30 julho 2009
Arrebatamento
Asneiras!, gritava o decano com sua voz rouca de maços e maços, sempre que recebia mais um elogio. Bajulações estapafúrdias!, guinchava, sacudindo de leve sua bengala. Todos sorriam de sua modéstia agressiva. Ele tinha crédito. Ele tinha aval. Ele havia escrito "A Penumbra Outonal". Ele havia chegado na perfeição absoluta do uso da língua. Não só isso. A associação de idéias revolucionárias entre si. A fluidez da trama ágil e ao mesmo tempo detalhada. Tudo sem exageros. Sem devaneios. Tudo perfeito. Uma obra a ser analizada por gerações e gerações.
Os poucos que o liam antes de "A Penumbra Outonal" diziam que seus textos eram bons. Bem razoáveis até. Mas ninguém nunca entendeu como de repente uma obra tão maiúscula havia surgido de um escritor tão... medíocre. Havia potencial, claro. Mas também havia obsessão. Havia uma paixão que ardia tanto que transformava o ato da criação em um parto explosivo. Mas sempre insatisfatório. Sempre autocrítico. Estava bom mas... Algo faltava. Naquela época ele ainda aceitava os elogios. Dizia que o incentivavam, mas era apenas a educação mascarando a frustração crescente. Ele podia mais que aquilo. Sabia que podia.
E então surgiu. No átimo final da crise de desespero. Em uma entrevista após o lançamento ele declarou que tinha sido algo semelhante a "um tapa de uma divindade qualquer em minha face, retirando todas as dúvidas e me mostrando o caminho". Se arrependeu por anos por essa afirmação, vendo ela sendo deturpada para fins fora do contexto original. Mas colheu em vida os louros do sucesso, coisa rara no meio artístico. Desfrutou da fama e dos prazeres por ela propiciados. Por meses a fio não escreveu uma linha sequer. Ele já podia morrer. Tinha escrito sua obraprima.
Mas não morreu. E com o tempo o vinho perdeu o sabor e o sexo se tornou um monótono clichê.

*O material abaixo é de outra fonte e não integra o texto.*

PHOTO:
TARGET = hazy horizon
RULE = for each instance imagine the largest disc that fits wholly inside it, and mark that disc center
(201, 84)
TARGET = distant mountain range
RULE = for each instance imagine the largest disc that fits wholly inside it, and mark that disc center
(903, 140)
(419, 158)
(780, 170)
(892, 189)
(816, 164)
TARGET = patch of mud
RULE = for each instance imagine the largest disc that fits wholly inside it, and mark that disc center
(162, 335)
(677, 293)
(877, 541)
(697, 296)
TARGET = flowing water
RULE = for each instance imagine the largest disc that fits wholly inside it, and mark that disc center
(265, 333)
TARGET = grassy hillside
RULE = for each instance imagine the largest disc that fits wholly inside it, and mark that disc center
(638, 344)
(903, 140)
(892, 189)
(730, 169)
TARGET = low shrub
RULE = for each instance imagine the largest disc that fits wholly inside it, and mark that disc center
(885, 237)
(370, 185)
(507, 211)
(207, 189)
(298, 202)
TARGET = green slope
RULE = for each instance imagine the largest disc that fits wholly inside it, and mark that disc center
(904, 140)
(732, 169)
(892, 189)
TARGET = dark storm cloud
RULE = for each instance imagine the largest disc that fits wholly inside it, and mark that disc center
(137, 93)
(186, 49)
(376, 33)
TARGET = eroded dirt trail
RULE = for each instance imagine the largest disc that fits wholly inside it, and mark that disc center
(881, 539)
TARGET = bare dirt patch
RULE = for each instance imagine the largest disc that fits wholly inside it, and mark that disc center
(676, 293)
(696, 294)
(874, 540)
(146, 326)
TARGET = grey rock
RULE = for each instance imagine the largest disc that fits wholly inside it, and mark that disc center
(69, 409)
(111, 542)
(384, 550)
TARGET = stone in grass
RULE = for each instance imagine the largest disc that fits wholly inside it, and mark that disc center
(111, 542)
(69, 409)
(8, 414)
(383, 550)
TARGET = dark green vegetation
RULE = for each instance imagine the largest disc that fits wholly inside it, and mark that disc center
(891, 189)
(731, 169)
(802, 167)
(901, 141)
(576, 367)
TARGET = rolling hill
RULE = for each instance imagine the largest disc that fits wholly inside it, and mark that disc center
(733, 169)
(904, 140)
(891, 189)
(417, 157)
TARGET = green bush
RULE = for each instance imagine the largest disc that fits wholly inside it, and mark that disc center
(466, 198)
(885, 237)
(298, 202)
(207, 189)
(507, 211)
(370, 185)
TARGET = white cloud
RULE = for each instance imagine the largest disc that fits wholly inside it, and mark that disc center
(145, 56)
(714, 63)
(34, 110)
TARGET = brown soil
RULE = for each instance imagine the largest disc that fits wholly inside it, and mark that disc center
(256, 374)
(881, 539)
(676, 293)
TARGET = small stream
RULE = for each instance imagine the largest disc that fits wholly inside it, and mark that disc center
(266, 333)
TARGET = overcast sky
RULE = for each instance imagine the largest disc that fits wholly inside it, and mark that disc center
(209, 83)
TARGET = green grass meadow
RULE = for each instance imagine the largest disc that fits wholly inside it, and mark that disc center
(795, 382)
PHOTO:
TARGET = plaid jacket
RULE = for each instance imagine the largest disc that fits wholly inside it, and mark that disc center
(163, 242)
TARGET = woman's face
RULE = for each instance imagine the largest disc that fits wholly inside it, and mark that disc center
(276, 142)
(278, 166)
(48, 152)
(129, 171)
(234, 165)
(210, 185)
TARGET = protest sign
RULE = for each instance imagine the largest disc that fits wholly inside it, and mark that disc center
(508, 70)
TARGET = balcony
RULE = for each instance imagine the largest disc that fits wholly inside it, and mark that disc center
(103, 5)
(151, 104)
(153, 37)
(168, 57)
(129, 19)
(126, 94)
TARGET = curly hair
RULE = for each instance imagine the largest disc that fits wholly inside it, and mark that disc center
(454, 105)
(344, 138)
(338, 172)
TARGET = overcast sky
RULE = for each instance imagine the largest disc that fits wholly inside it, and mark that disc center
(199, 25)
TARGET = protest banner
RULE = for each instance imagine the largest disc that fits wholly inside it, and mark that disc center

E ele decidiu que era hora de voltar a escrever. E escreveu sem parar. Contos, novelas, romances. E foi sempre muito elogiado por todos seus trabalhos posteriores. Seus livros sempre vinham com "Do autor de 'A Penumbra Outonal'" em cima do título. E sempre vendiam muito.
Mas mesmo com o sucesso a amargura cresceu. A autocrítica ainda estava lá, firme e forte. Ele havia superado seus limites. Elevou a barra num patamar tão alto que não tinha mais como alcançá-la. "Eu poderia escrever sobre galinhas d'angola gagas por quatrocentas páginas e as pessoas ainda comprariam e elogiariam", reclamou ele em uma entrevista recente. E a platéia riu. Riu de sua desgraça. Riu de seu desespero.
Quando foi encontrado estava debruçado em sua escrivaninha, como que dormindo. A expressão não era da costumeira paz cadavérica, mas dura e pesada, como se ele tivesse finalmente sucumbido ao cansaço de aguardar pelo retorno daquele divino tapa que ele nunca mais levou.